More immediately, how are we doing? The latest commentary from the University of Strathclyde’s Fraser of Allander Institute provides no room for complacency. It finds that Scotland “has begun to diverge quite markedly from the UK despite being boosted by public investment in infrastructure”.
The slowdown in recovery during the first half of the year has caused the FoA to take the red pencil to its previous growth forecast. This is now chopped to 1.9 per cent – a 0.6 percentage point drop from the June estimate. Its forecast for 2016 is 2.2 per cent – barely keeping pace with the long term trend rate.
Weakening export demand and the strength of sterling has also had an adverse impact on manufacturing growth, both in Scotland and the UK, with the current crisis in the UK steel industry a case in point.
While domestic demand is clearly driving growth across Scotland and the UK, there is a divergence across underlying sectors. Construction provides the main impetus here, with public spending on infrastructure underpinning growth.

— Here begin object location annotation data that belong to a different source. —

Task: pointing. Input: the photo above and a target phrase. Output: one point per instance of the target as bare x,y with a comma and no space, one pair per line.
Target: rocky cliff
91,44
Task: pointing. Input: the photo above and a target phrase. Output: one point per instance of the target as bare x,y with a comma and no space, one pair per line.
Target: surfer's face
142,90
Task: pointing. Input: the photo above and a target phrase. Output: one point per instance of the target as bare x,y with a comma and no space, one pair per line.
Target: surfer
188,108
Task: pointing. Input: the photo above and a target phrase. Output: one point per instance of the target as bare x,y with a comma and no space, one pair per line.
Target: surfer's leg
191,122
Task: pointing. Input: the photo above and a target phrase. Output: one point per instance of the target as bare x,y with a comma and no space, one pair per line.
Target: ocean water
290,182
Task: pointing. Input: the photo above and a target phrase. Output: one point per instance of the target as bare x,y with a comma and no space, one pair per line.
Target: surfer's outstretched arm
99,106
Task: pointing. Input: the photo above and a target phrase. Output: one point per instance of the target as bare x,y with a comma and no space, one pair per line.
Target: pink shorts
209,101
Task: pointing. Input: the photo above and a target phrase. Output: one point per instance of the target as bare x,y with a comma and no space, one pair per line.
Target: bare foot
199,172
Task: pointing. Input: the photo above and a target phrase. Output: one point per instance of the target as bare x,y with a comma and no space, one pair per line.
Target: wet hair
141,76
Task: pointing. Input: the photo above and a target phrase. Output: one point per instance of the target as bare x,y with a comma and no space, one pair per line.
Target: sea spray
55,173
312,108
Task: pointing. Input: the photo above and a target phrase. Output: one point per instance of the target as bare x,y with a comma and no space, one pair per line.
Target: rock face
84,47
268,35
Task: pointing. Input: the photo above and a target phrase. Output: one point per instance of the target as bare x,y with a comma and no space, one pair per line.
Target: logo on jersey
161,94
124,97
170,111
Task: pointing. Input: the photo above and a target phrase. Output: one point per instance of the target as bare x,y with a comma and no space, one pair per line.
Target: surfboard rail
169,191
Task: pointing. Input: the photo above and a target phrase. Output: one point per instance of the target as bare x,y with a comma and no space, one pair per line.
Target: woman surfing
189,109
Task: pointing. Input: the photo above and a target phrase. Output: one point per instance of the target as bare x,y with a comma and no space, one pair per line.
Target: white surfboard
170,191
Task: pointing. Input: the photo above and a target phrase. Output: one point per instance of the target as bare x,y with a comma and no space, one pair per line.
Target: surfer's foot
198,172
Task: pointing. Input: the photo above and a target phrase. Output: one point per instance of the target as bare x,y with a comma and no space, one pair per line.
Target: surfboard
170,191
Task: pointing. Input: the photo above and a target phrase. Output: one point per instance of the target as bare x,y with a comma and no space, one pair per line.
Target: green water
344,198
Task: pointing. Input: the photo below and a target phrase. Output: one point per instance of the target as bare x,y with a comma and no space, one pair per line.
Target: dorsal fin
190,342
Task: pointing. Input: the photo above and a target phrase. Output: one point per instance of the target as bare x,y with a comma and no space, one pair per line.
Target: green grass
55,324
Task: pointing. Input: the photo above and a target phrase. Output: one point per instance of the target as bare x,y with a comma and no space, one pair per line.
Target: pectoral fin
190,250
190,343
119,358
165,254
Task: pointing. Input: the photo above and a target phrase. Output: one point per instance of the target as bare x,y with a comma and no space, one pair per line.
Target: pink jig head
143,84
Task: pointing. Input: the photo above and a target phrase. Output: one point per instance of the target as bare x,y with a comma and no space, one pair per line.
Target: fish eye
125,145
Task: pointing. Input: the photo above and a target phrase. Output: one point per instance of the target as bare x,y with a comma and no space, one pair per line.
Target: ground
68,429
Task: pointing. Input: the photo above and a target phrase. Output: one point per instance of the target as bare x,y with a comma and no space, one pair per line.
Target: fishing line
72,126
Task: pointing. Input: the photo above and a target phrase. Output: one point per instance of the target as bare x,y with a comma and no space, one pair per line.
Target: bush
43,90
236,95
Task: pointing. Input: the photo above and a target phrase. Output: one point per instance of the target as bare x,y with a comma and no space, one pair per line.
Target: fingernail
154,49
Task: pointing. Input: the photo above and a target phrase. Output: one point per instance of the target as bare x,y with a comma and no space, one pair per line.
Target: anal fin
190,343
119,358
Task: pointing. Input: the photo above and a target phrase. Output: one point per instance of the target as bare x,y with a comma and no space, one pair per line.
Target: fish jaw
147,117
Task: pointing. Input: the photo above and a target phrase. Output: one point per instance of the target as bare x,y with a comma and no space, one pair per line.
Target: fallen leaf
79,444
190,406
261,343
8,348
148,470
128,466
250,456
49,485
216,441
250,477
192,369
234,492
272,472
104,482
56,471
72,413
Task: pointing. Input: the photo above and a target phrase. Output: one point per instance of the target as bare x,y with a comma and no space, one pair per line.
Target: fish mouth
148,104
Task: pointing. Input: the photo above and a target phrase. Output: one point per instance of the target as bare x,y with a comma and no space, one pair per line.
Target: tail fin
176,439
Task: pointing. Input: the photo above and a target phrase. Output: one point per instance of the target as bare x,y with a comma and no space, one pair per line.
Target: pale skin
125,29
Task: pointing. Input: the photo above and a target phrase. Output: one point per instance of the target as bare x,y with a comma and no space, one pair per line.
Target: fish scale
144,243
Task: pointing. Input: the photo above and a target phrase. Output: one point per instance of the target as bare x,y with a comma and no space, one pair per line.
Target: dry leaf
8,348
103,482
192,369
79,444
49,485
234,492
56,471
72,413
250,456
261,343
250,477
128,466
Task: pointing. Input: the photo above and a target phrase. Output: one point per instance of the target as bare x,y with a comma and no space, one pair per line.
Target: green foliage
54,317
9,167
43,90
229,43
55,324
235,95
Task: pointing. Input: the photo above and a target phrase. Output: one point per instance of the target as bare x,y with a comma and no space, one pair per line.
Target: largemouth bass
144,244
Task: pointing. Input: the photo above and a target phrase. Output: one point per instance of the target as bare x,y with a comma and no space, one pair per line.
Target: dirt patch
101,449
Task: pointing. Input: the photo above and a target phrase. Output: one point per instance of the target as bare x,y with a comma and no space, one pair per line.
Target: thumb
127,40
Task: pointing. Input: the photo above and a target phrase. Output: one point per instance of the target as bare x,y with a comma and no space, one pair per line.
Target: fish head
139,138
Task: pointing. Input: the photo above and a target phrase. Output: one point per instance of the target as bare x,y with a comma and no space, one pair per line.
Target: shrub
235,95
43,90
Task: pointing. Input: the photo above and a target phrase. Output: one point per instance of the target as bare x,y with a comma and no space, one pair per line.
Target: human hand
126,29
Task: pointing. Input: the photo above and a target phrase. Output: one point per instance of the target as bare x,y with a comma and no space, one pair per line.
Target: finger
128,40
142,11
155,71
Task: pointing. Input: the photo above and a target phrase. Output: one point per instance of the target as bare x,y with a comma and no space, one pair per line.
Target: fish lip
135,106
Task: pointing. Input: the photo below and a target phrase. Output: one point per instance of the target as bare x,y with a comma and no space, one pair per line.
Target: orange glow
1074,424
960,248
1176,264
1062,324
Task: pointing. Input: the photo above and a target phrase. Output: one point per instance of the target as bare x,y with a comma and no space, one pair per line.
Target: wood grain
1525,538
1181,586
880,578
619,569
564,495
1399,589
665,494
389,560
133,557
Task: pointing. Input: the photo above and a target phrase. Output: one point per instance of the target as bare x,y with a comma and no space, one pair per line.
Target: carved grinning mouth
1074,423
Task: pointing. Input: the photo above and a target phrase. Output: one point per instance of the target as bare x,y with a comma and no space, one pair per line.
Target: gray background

But the service sector has been weakened by the onshore impacts of lower-for-longer oil prices, hitting business services in particular, as well as mining and quarrying. This picture is the reverse of the UK where the service sector is the main driver with construction weakening.
But actual and potential threats to this growth remain. Its incisive concerns extend to Scotland’s weak productivity and poor export performance, which it suggests could have long-term growth implications.
Brian Ashcroft, emeritus professor of economics at the University of Strathclyde, says Scotland’s weak productivity and poor export performance “necessitates that the Scottish Government tackle these issues more directly if it is to raise the long-term growth rate of Scotland’s economy”.
And Paul Brewer of PwC notes how the effects of the low oil price are now “manifesting themselves across other onshore sectors from engineering to hospitality – this is no longer the preserve of the oil and gas industry.”
These are important contributions from independent analysts and economists in a country where such commentary is marginalised and all too rare and thus all the more worthwhile and important to note. We need to know more – much more – about how we are really faring, and to see a more incisive level of understanding and analysis from Scotland’s politicians as to how things really are.